CBSE ties up with IBM to integrate AI curriculum in 200 schools across India
The Central Board of Secondary Education (CBSE), the national level board of education in India for public and private schools, has announced the integration of artificial intelligence (AI) in the high school curriculum (class XI & XII) for the current academic year 2020 – 2021.
Developed in collaboration with technology major IBM, the curriculum is part of CBSE’s social empowerment through work education and action (SEWA) programme and will be introduced in approximately 200 schools across 13 states in India, a press statement said.
The states include Delhi-NCR, Karnataka, Tamil Nadu, Odisha, Kerala, West Bengal, Andhra Pradesh, Telangana, Maharashtra, Madhya Pradesh, Uttar Pradesh, Rajasthan and Punjab.
The IBM AI curriculum is structured around a course framework for students consisting of base strands of knowledge (basics, history, applications), skills (design thinking, computational thinking, data fluency, critical thinking) and values (ethical decision making, bias) in AI.
To meet CBSE's requirements for Grades XI & XII, the curriculum was co-developed with Australia’s Macquarie University and Indian implementation partners – Learning Links Foundation and 1M1B.
“AI will certainly become all-pervasive in our lives in the coming years and it is important to inculcate the necessary skills & knowledge right from high school level.

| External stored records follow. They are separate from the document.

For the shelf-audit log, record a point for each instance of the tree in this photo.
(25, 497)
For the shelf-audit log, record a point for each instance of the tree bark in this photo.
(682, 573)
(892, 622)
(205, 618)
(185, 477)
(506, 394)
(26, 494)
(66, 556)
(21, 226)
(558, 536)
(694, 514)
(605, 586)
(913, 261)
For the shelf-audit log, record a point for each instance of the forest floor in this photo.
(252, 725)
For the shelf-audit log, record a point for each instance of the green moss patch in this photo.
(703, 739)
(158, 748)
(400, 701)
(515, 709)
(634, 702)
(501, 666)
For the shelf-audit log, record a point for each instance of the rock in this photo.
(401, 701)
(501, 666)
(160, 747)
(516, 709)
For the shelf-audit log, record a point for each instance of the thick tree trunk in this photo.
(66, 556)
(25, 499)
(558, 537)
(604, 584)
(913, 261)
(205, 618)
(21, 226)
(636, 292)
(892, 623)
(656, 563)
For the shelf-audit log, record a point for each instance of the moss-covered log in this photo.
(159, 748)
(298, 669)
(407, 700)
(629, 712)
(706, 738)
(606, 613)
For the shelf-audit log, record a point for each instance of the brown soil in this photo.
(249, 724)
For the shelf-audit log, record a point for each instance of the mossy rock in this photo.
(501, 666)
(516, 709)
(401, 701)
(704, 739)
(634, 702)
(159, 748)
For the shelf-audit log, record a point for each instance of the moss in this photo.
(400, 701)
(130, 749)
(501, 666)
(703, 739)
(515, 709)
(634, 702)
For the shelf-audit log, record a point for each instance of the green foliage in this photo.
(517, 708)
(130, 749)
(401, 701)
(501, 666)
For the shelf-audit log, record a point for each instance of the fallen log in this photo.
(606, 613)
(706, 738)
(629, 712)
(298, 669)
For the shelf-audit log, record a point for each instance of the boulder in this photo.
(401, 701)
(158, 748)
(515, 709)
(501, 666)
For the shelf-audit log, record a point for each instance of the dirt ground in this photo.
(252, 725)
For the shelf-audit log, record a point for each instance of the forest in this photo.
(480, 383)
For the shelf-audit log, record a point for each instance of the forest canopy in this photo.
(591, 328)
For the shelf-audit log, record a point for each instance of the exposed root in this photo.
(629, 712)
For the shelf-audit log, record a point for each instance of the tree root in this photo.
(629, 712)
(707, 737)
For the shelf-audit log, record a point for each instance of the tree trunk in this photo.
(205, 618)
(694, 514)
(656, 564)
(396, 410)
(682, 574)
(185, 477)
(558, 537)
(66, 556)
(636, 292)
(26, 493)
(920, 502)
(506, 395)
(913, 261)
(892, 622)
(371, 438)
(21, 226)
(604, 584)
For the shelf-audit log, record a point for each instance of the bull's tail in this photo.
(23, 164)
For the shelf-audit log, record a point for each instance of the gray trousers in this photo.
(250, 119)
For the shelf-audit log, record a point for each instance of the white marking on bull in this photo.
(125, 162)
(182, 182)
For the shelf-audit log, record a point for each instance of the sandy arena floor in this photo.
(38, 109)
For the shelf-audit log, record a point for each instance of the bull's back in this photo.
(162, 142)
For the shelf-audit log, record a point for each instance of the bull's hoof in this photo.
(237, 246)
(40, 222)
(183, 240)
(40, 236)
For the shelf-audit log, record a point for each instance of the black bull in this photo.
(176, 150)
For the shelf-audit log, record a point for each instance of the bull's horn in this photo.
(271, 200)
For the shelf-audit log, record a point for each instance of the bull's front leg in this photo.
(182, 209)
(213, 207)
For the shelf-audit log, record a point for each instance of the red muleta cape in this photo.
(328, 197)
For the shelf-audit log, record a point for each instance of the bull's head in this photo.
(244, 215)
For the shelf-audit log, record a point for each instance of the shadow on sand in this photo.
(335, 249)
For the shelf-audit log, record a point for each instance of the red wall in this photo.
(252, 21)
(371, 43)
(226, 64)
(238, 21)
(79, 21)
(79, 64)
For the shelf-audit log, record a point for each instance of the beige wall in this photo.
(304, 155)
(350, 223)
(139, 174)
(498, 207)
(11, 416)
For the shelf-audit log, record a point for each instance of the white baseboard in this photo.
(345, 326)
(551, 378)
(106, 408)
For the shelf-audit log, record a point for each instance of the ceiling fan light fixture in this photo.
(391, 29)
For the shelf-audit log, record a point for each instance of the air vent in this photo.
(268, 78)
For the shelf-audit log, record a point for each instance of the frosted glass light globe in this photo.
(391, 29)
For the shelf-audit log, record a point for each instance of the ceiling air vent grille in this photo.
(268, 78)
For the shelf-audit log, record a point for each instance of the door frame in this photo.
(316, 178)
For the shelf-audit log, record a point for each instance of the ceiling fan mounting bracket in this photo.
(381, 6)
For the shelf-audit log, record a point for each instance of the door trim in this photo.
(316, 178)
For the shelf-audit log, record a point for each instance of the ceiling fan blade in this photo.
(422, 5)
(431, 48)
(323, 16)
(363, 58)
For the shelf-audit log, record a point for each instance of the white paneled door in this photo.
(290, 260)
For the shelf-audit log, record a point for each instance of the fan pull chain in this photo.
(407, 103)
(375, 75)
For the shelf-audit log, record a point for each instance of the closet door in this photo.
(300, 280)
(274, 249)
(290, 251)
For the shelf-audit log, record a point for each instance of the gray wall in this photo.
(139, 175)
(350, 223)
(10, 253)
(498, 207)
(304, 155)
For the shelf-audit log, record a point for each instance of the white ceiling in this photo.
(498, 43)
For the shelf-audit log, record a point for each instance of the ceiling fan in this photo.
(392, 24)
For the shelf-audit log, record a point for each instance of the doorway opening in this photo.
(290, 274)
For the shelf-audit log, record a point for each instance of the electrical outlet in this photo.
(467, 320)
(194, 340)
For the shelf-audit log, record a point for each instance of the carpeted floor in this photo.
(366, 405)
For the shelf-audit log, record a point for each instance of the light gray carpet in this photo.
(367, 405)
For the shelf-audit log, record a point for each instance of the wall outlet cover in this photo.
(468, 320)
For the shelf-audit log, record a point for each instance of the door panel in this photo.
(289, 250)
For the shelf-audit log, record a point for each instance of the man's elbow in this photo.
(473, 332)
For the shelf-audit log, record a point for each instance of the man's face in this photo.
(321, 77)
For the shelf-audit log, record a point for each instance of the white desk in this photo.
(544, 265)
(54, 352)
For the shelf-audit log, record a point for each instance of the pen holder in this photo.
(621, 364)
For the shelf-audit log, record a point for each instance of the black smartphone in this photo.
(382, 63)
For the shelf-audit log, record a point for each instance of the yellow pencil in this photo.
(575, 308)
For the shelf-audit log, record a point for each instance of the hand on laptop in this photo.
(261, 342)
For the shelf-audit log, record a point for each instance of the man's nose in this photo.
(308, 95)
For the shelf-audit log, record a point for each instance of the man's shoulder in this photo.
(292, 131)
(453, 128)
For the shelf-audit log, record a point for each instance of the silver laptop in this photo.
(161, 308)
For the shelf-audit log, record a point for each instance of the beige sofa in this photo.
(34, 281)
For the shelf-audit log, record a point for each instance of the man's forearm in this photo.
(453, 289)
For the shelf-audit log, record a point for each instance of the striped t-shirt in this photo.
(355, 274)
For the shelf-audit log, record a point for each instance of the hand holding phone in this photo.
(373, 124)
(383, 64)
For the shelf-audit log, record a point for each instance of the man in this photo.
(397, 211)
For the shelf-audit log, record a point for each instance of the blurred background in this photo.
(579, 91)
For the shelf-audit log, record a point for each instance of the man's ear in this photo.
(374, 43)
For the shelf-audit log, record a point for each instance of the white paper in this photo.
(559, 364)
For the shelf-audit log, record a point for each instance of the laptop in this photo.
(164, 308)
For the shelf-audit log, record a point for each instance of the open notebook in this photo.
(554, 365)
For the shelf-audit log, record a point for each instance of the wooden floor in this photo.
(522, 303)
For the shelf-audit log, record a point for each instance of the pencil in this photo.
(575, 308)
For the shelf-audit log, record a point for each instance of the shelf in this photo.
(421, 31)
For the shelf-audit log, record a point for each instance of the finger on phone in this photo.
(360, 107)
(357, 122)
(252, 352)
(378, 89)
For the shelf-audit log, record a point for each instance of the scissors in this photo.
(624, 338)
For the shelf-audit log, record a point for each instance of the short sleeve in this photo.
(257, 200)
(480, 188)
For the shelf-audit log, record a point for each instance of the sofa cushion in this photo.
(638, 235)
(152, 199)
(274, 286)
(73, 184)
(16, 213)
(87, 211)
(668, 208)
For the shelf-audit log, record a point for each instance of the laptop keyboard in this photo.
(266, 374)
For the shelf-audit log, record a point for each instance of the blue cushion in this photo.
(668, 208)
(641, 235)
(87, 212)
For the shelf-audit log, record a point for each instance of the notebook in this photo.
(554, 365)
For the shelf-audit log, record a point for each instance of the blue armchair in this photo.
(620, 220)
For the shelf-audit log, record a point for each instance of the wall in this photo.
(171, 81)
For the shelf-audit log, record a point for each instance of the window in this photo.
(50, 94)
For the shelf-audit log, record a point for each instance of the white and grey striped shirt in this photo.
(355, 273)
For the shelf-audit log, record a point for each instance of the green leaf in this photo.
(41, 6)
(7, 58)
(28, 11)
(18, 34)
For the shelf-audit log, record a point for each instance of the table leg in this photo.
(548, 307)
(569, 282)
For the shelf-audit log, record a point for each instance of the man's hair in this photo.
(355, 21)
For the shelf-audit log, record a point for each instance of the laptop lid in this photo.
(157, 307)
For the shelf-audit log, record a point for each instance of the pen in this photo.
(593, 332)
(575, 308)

The unique proposition of the IBM AI curriculum is that it allows Grade XI & XII students from all streams, in addition to Computer Science, to build the foundation for themselves to be AI ready,” Manoj Ahuja, chairperson of CBSE said.
The IBM AI Curriculum was launched in collaboration with CBSE in September 2019 with an aim to impart AI skills to 5000 Grade XI students and 1000 teachers across India, the statement said.
Following the programme launch, a series of principal orientation and teacher training sessions were conducted between September 2019 and June 2020. As part of the partnership between IBM and CBSE for the AI Curriculum, training (online and classroom) for over 5000 students was conducted resulting in a cumulative 408 hours of training workshops.
“The objective of our exciting collaboration with CBSE is to help address some of those challenges by designing one of the most accessible and comprehensive gateways for students to begin their AI journey. As they think through designing innovative solutions to address key problems, we also get them deliberate about the ethical implications of the technology,” Sandip Patel, general manager at IBM India/South Asia said.
IBM and CBSE also announced the 2020 ‘IBM EdTech Youth Challenge’ to encourage teams of students and teachers to leverage emerging technologies including cloud, AI, blockchain to solve existing or imminent problems that society is facing.
CBSE has been aggressively adopting AI into its curriculum by striking various partnerships with technology companies. In March 2020, it signed a memorandum of understanding (MoU) with California-based chipmaker Intel to roll out an AI curriculum framework for classes 8, 9 and 10 in 22,000 schools in the country’s north and northeastern states, with the aim to empower 1,00,000 students by the end of the year.
In September last year, CBSE partnered with software giant Microsoft to conduct capacity building programmes for its high school teachers on cloud-powered technologies.